According to research published on February 21 in the journal Nature Communications, the current generation of Mars rovers may have difficulty confirming any evidence of ancient life on the Red Planet because their scientific equipment isn’t up to par (opens in new tab).
The Atacama Desert in Chile, one of the oldest and driest deserts on Earth, and a geological analog to the ancient sites on Mars that two NASA rovers are currently investigating served as the site for the study’s sedimentary rocks. The “dark microbiome,” a previously unidentified mixture of ancient and contemporary microorganisms, has been found to live in Red Stone’s clays, according to the same study team.
The team examined samples from Red Stone using four instruments that are on current or future Mars rovers and discovered that they were not capable of detecting organic material. Only genetic sequencing, which can only be performed in a facility on Earth, was able to identify any traces of microbial life in the samples, and even then, they were hardly perceptible.
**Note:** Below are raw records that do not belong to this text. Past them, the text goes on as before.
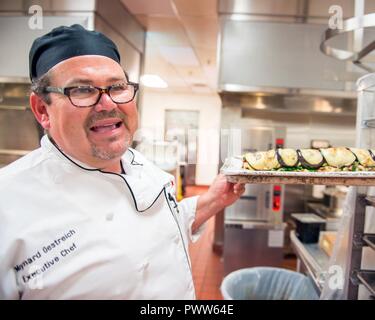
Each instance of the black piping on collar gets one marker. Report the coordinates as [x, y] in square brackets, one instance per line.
[116, 174]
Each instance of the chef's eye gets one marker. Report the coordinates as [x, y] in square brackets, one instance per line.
[119, 87]
[83, 91]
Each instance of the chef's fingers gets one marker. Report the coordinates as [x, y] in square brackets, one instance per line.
[239, 188]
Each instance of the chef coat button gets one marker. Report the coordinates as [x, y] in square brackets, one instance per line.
[57, 179]
[143, 265]
[109, 216]
[176, 239]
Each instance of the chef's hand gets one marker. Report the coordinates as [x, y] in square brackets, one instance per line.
[220, 194]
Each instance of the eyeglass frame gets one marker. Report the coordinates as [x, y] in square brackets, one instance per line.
[66, 92]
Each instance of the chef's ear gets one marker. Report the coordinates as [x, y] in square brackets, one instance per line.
[40, 110]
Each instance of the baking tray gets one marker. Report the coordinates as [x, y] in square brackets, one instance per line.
[233, 171]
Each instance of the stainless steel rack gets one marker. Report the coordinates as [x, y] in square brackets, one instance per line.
[359, 240]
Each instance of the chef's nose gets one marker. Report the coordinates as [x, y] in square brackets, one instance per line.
[105, 103]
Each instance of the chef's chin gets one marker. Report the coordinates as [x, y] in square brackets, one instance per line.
[111, 150]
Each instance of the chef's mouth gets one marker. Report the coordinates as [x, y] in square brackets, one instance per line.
[106, 127]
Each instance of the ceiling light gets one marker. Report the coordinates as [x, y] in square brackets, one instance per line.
[153, 81]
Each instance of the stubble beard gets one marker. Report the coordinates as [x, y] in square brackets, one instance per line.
[105, 153]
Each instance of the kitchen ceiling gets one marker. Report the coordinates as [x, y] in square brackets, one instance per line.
[181, 41]
[182, 35]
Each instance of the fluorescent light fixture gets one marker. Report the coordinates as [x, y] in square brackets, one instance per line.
[153, 81]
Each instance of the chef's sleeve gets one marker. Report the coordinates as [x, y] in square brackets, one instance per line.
[188, 207]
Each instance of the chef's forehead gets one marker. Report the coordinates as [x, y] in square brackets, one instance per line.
[88, 69]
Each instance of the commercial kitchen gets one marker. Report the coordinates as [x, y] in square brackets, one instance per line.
[220, 79]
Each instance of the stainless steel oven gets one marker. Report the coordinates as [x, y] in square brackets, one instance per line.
[253, 225]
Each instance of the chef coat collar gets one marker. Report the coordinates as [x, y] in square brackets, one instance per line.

The researchers came to the conclusion that any ancient organic material and microorganisms found in the Martian rock record may be “hard, if not impossible,” to find in their present locations. The latest study emphasizes that sending samples back to Earth for DNA analysis is the only way to conclusively demonstrate signs of life on Mars, barring the use of more sophisticated rovers.
The Center of Astrobiology (CAB) in Madrid’s research scientist Armando Azua-Bustos, who is the main study author, said in a statement that the possibility of getting false negatives in the search for life on Mars emphasizes the need for more potent tools (opens in new tab).
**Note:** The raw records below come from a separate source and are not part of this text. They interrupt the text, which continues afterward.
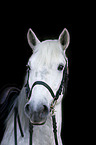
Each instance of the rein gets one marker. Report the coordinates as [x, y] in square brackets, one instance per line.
[62, 87]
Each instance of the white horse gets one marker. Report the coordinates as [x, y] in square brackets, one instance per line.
[46, 65]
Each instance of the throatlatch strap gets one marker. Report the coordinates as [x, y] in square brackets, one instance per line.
[15, 127]
[31, 132]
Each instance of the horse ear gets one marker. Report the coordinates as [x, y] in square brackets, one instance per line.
[32, 39]
[64, 39]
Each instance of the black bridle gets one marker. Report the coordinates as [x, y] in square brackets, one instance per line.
[62, 88]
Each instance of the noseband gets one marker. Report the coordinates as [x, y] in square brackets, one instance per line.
[62, 88]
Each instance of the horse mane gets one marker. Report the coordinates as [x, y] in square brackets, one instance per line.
[8, 96]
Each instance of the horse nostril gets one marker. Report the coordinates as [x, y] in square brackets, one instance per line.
[27, 108]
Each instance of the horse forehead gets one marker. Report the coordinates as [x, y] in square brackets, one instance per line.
[47, 53]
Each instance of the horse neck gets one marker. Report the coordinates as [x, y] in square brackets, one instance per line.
[46, 129]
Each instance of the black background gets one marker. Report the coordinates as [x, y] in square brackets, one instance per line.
[14, 54]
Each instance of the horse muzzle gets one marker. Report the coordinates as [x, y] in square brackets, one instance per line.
[37, 116]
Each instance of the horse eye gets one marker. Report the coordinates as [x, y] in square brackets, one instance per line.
[60, 67]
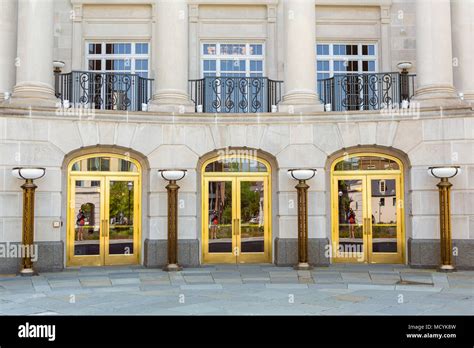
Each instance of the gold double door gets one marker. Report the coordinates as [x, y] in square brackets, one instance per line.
[236, 219]
[368, 218]
[104, 220]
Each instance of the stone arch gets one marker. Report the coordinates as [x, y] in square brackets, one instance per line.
[241, 150]
[380, 150]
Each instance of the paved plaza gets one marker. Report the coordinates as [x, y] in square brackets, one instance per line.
[243, 289]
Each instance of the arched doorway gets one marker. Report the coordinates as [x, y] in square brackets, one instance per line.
[367, 209]
[236, 210]
[103, 215]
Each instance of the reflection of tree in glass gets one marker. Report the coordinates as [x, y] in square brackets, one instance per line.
[88, 210]
[344, 200]
[119, 202]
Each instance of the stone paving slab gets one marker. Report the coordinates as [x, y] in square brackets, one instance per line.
[241, 289]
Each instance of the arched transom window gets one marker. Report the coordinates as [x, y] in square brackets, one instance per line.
[366, 162]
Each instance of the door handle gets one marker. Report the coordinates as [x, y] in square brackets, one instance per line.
[236, 227]
[105, 232]
[367, 226]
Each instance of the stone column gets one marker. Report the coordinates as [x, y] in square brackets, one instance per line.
[34, 75]
[462, 20]
[8, 27]
[434, 65]
[171, 60]
[300, 57]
Therefore, researchers have two options: either they create sensitive and sophisticated instrumentation for Mars rovers, or they return samples to Earth. According to the writers, each choice has advantages and disadvantages.
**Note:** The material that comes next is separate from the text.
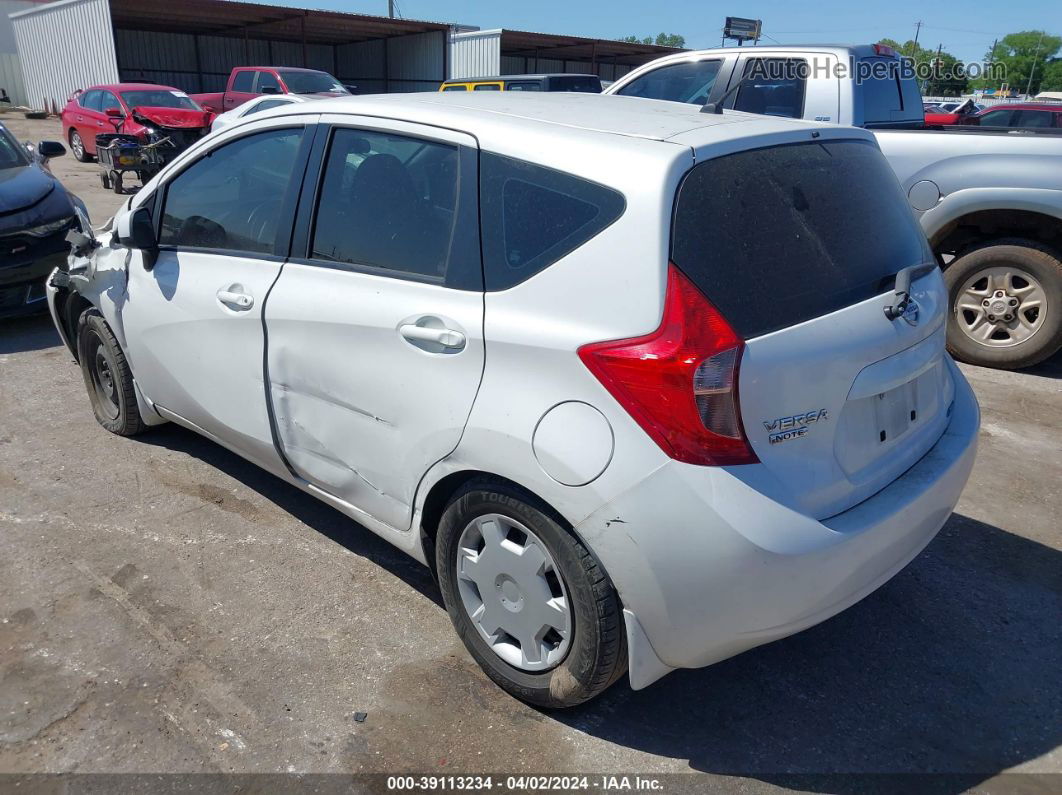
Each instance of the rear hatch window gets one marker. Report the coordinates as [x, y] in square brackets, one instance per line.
[774, 237]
A statement from study co-lead author and planetary scientist Alberto G. Fairén(opens in new tab), an astrobiologist at Cornell University, said, “You need to decide whether it’s more advantageous having limited capability for analysis on the surface of Mars to interrogate a wide variety of samples or having limited samples to be analyzed with the wide variety of state-of-the-art instrumentation on Earth.
Currently, Mars has three rovers. The clearest proof yet that there is water and waves on Mars was recently discovered by NASA’s Curiosity rover, which first touched down in Gale Crater in 2012. In search of evidence of ancient microbial life preserved in the geological record, NASA’s Perseverance rover has been investigating an ancient river delta at Jezero Crater since 2021. Although the difficult mission is still in its early phases, the rover is presently preparing samples that will be collected by a spacecraft and returned to Earth for in-depth analysis.
China’s Zhurong rover, which landed in the Utopia Planitia plain and swiftly discovered signs of water, joined Curiosity and Perseverance in May 2021. That robot, though, isn’t looking for evidence of prehistoric life.
The ExoMars project, which has been delayed, will finally take off in 2028 and land its Rosalind Franklin rover in the clay-rich plain of Oxia Planum.
“This European rover will contain a drill with the unprecedented potential of reaching down to a depth of 2 meters (6.5 feet) to analyze sediments better protected against the harsh Martian surface conditions,” Fairén said. If biosignatures are better maintained at depth, as we anticipate, deep samples will contain a greater variety and abundance of biosignatures.